Following law school, she worked as a domestic violence prosecutor in the Champaign (Illinois) County State's Attorney's Office and later as a plaintiff's tort litigator in one of Chicago's premiere personal injury law firms. As a civil litigator, she obtained a record-setting jury verdict of $10.62 million in a medical malpractice trial and a $3.5 million jury verdict in a wrongful death case involving a shooting death by Chicago Police officers. She remains a licensed member of the Illinois State Bar and a member of the Trial Bar of the U.S. District Court of the Northern District of Illinois.
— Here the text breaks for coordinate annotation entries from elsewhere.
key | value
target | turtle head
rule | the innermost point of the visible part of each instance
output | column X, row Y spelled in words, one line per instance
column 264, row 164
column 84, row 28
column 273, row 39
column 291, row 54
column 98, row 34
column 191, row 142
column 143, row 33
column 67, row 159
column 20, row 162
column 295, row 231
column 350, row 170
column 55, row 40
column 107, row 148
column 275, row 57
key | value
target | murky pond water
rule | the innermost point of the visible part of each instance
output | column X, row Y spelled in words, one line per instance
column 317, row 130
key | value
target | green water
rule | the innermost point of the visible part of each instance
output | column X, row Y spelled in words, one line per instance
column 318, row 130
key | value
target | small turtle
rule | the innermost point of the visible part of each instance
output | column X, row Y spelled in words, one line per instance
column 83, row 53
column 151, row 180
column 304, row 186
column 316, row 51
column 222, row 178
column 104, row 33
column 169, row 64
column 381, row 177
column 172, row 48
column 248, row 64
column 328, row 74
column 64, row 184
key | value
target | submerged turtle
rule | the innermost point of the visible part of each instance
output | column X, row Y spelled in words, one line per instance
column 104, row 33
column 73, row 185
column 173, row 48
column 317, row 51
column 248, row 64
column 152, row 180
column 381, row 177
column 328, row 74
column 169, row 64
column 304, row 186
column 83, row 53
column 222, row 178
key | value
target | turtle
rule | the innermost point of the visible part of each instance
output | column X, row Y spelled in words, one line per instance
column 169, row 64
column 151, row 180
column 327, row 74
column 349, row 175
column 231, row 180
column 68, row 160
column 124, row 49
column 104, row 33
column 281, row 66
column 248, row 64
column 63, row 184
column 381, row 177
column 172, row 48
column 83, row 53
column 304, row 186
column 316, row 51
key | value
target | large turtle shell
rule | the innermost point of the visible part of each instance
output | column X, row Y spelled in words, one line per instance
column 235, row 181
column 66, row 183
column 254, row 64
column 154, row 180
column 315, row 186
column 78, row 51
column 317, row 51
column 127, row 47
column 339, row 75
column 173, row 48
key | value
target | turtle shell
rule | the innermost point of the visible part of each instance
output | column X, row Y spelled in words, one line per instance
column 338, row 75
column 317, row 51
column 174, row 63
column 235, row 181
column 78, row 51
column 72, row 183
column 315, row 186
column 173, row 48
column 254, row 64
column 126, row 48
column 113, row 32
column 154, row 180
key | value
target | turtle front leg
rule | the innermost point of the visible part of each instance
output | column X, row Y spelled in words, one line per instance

Dempsey was a tutor in law at University College London and served as an expert consultant on domestic violence prosecutions to the Crown Prosecution Service of England and Wales prior to joining the Oxford Law faculty in 2005. At Villanova, she regularly teaches Criminal Law, Evidence, Advanced Criminal Law and Sexuality and Law, and has previously taught Jurisprudence, Feminist Legal Theory, Gender and Law, Race and Law and Domestic Violence and Law. In 2014, she co-founded the Villanova Law Institute to Address Commercial Sexual Exploitation.

Dempsey previously served as associate dean for faculty research and development from 2013-2017 and was appointed to the inaugural Harold Reuschlein Scholar Chair in 2018. She was awarded the Villanova Law Student Bar Association Faculty Member of the Year Award in 2019 and 2021, and was awarded the Diane Ambler Scholarship Impact Award in 2022.